Chronic urticaria (CU), defined by the persistence or recurrence of wheals, angioedema, or both for more than 6 weeks, is an uncommon but significant burden in the pediatric setting, often causing recurrent visits due to children’s discomfort and parents’ concern. Prevalence, clinical pictures, underlying causes and therapeutic response seem to be comparable to those observed in adults 16, with a point prevalence of 1.43%, with no sex difference under 15 years of age 17. The most frequent type is chronic spontaneous urticaria (CSU) whose pathogenic mechanisms are still not completely clear (autoimmune or autoallergic) and, by definition, without an identifiable trigger 18. Balp et al. observed, in a study involving children in 5 European countries, a one-year diagnosed prevalence of 1.38% for CU and 0.75% for CSU. NSAIDs are a known specific cause of immediate skin hypersensitivity reactions 19. NSAIDs can elicit IgE-mediated reactions such as in single-NSAID-induced urticaria/angioedema/anaphylaxis (SNIUAA). They can also trigger skin reactions by COX-1 inhibition with cross reactivity 20 among NSAIDs belonging to different classes. They include NIUAA and NSAIDs-exacerbated cutaneous disease (NECD), causing urticaria and/or angioedema in patients with CSU. NSAIDs are the most common type of drug eliciting CU and CSU exacerbations 21. In a group of 423 patients (52 children, 2-18 years old) 22 NSAIDs were reported by patients as the first cause of CU (4.2%) and CSU (16.6%) exacerbation. Sanchez et al. 23 evaluated 245 patients (mainly adults) with CSU, reporting that 41.1% had a positive DPT in patients with CSU compared to none in controls. Cavkaytar et al. 24 confirmed a positive aspirin DPT in 24% of children and 10% of adolescents with CSU and recurrent urticaria, respectively. Sanchez-Borges et al. 25 have also documented a distinct sub-phenotype of CSU caused by aspirin observed in some pediatric children.

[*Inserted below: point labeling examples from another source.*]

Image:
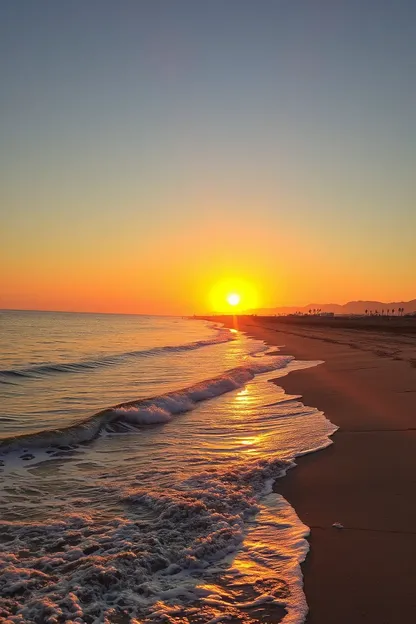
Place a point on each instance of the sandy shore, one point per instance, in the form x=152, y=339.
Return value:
x=366, y=480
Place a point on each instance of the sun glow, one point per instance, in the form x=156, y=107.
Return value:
x=233, y=299
x=235, y=293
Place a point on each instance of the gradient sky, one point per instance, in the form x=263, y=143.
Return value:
x=151, y=150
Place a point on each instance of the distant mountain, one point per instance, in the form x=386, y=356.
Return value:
x=352, y=307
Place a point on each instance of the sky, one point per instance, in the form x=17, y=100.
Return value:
x=156, y=154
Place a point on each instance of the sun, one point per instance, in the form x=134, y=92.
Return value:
x=233, y=299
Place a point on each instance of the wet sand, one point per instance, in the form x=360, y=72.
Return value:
x=365, y=572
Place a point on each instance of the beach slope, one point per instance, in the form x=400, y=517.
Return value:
x=364, y=570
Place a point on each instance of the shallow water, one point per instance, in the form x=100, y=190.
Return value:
x=156, y=518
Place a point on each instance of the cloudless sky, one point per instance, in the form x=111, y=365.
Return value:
x=151, y=150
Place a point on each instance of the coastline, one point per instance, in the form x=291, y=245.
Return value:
x=366, y=386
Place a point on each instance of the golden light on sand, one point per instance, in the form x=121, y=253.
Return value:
x=233, y=299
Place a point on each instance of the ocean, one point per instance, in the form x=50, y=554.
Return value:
x=137, y=459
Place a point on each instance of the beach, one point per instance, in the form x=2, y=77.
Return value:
x=366, y=385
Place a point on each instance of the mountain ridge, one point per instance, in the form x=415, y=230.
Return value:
x=351, y=307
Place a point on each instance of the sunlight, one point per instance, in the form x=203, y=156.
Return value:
x=233, y=299
x=236, y=293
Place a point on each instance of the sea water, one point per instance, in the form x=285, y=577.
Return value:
x=137, y=458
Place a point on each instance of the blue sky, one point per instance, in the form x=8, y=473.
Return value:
x=143, y=122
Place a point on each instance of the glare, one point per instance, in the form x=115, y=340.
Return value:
x=233, y=299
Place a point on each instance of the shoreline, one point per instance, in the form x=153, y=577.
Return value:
x=366, y=386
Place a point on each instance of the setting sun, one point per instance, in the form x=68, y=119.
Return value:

The relationship between NIUAA and CSU is still under debate, since some studies demonstrate a non-evolutionary relationship 26 while previous studies suggested otherwise 27.The exacerbations of CSU after NSAIDs intake are determined by a non-immunological mechanism due to the inhibition of COX-1. A decrease in prostaglandin E2 (PGE2) synthesis and an increase in cysteinyl leukotriene (LTC4-D4-E4) production are responsible for mast cell activation and degranulation 28. Other mechanisms probably involve eosinophils and platelets mediators, PGD2 and its metabolite 9α,11β-PGF2, and some immune system mediators such as IL-33 and TSLP 29.

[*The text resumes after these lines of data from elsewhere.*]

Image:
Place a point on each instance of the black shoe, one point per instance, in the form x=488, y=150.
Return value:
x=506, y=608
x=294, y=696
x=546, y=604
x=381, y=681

Most published studies investigating the relationship between CU and NSAIDs relied only on clinical history that must be always carefully collected. Unfortunately, regarding NSAID hypersensitivity in CSU, the pathogenic mechanism is not immune-mediated. Therefore, skin tests are not useful for diagnosis and a DPT in a safe and equipped environment is commonly needed. A few in vitro tests are available but are usually restricted to research settings and have not been fully validated in pediatric age 29. At present, there is no worldwide consensus with regard to a specific DPT protocol in children 3. It has been suggested to avoid a DPT with aspirin in patients with NECD and active CSU or recurrent urticaria since these patients usually react to NSAIDs at any dose 21.

Most recent guidelines specifically advise to avoid NSAIDs in CU, unless essential 17,30. In case of a positive DPT to a COX-1 NSAID, it is imperative to provide the patient with a safe alternative, organizing a DPT with lower dose of a strong COX-1 inhibitor, a full-dose with a weak COX-1 inhibitor, or a selective COX-2 inhibitor 31, which are usually considered safe in pediatric age, although with age-related limitations 32. It has also been demonstrated that in many cases, premedication with antihistamine allows the patient to tolerate the drug without reactions 33.

FOOD ALLERGY

It has been demonstrated that NSAIDs are able to trigger or exacerbate allergic reactions to food allergens. This phenomenon occurs when NSAIDs are taken within approximately 4 hours (either before or after) the ingestion of the culprit food 34. These reactions are often misdiagnosed as hypersensitivity reactions to NSAIDs. Two types of reactions may occur 21:

  • NSAID-exacerbated food allergy (NEFA): the occurrence of a severe allergic reaction when NSAIDs are taken in close temporal proximity to food allergens that would normally cause only mild symptoms, such as oral allergy syndrome.
  • NSAID-induced food allergy (NIFA): the occurrence of an allergic reaction when NSAIDs are taken in close temporal proximity to food allergens that are usually tolerated without causing any symptoms.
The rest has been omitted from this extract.